Asked by Tom

not quite, your brackets are very important
what you have worked out is ...
ln (x^x)
which is x lnx etc, and your answer would be correct for that

but you typed (lnx)^x
which would be (lnx)(lnx)(lnx) ... (lnx) , x times

we might apply the rule: extension of the product rule
if y = abcd..
y' = abc(d').. + abd(c').. + bcd(a').. + ....
that is, pick out one of the factors, differentiate that one, times the rest of them,
repeat for all factors.
so if you have n factors, there would be n terms in your derivative
so if
y = lnx lnx lnx ... lnx, x of them
y' = (1/x)(lnx)(x-1) + (1/x)(lnx)^(x-1) + .. same result x times
so y' = x(1/x)(lnx)^(x-1)
= (lnx)^(x-1)

I don't like this result at all

f = (ln x)^x
ln f = x ln(lnx)
1/f f' = ln(lnx) + x(1/lnx)*1/x
f' = (lnx)^x * (ln(lnx) + 1/lnx)

This agrees with the extension of the normal power/exponent rule.
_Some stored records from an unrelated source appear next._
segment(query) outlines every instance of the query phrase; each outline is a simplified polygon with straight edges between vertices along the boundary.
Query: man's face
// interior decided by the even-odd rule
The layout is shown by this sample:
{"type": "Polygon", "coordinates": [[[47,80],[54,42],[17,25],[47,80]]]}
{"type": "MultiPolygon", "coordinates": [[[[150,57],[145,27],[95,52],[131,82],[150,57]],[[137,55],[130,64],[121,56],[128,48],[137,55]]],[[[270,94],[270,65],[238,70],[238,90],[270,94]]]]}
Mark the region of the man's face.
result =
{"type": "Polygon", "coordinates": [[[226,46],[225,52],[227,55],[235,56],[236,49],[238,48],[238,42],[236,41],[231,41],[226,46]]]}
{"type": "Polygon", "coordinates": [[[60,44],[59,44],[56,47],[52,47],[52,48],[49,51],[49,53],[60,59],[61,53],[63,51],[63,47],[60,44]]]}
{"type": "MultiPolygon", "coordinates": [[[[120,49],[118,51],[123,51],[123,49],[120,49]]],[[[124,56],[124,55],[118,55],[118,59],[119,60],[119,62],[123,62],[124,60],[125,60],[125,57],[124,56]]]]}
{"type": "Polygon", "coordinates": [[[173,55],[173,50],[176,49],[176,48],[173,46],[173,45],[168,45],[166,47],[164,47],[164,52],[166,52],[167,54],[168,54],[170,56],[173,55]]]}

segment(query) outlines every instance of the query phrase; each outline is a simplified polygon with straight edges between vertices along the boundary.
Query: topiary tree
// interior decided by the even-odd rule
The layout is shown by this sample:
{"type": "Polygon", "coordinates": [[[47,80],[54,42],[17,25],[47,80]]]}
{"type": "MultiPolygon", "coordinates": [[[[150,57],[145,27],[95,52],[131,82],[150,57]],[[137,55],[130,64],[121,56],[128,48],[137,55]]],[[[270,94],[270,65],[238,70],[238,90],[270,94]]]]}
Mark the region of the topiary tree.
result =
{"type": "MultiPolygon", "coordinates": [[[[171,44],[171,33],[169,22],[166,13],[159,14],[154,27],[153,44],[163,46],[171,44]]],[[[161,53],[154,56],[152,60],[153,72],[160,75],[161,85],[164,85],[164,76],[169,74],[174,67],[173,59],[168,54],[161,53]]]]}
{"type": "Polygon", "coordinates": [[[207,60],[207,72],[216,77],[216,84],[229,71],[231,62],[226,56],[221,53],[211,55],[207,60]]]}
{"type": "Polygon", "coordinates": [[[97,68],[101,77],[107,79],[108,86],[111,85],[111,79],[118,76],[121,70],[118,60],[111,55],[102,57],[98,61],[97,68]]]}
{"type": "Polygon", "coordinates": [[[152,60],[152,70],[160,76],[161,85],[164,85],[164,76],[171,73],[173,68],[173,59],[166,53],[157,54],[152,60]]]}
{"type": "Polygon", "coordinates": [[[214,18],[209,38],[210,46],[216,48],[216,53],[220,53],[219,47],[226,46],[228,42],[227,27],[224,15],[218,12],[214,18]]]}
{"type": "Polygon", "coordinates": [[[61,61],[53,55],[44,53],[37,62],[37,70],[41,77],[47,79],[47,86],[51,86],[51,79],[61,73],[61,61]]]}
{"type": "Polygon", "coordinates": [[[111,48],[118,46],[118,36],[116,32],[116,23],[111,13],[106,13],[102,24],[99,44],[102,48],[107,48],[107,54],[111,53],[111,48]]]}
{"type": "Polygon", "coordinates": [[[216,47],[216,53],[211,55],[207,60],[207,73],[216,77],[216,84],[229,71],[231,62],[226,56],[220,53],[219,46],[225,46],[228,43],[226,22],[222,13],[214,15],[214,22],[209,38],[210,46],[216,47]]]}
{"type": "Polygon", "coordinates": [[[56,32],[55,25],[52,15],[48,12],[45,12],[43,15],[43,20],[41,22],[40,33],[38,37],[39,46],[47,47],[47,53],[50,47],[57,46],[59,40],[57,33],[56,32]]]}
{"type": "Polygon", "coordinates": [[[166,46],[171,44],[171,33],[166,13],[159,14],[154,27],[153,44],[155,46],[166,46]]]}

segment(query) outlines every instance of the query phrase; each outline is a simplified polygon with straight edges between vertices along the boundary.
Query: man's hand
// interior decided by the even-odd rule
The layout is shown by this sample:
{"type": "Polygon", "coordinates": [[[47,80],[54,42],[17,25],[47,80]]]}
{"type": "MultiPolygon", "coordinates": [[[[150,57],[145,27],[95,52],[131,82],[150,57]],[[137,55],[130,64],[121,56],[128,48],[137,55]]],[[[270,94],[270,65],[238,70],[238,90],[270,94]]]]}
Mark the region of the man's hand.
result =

If

y = u^v where u and v are functions of x, then

y' = v u^(v-1) u' + lnu * u^v v'
= u^v (v/u u' + lnu v')

Here u(x) = lnx and v(x) = x
So, u' = 1/x and v' = 1

y' = (lnx)^x (1/lnx + ln(lnx))

Note that if u or v is a constant, we have
d/dx(u^n) = n u^n-1 u'
d/dx(a^v) = lna a^v v'

This is great, thank you!